It was one of the last times we were all together like that. After my parents got back together, before they split again. The five of us down at the Clackamas River in the dog heat of summer. None of our family outings were purely for fun. This trip the siblings and I were also required to collect rocks for Dad’s growing rock garden. Not small rocks either, large boulder-like rocks that had to be hefted up to the truck one at a time leaving sand and mud across our bellies each time.
Still, it was nice, strangely calm even. We didn’t rebel against his request and he didn’t insist on instilling nazi discipline. We spent most of the time wading in and out of the lazy spot on the river and lazing about on our ragged old towels. Our teenaged bodies were still unused to spending time with our parents, there was some awkwardness in all of us at noticing we were being noticed. Now and then speed boats would charge past, churning up the water, creating waves to make us alternately delighted and annoyed by the surges.
One particular boat had made a couple passes when it actually slowed to a cruise. It was overflowing with young men drinking and goofing off. Then it suddenly sped up, fishtailing around a bit before speeding away and as it went one of the boys on it shouted “SHOW ME YOUR TITTIES!” in a wailing laughter filled demand, in our general direction.
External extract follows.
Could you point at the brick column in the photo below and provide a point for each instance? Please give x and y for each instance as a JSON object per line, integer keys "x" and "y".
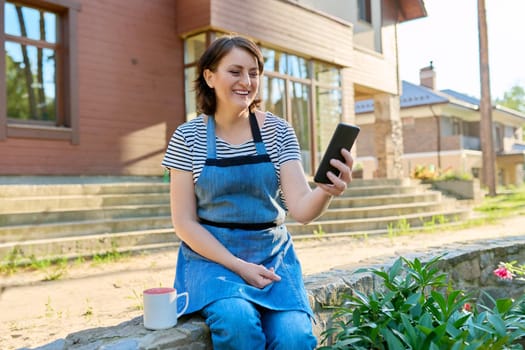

As the heat of a dark blush spread to both my sister and I’s faces we looked on in shocked amazement at Dad, standing just ahead of us knee deep in the water with his cozy covered beer in one hand and dark tinted police officer sunglasses on. He raised his arms, the shorter style swim trunks in a bright turquoise color with tiny almost unrecognizable black fish printed on them suddenly standing out, marking his age, and shook his man chest at them, his eyes were wild and large, his beer belly jutting out, wavy dark hair silhouetted against the blue sky. “I’LL GIVE YOU TITTIES!” he shouted mockingly after them.
The tension we had hardly known on the surface was suddenly broken and we laughed till we cried, reliving it over and over as another of us reenacted it from our perspective. It was the only thing that ever made it work for us, his sense of humor. Still is. Even without him.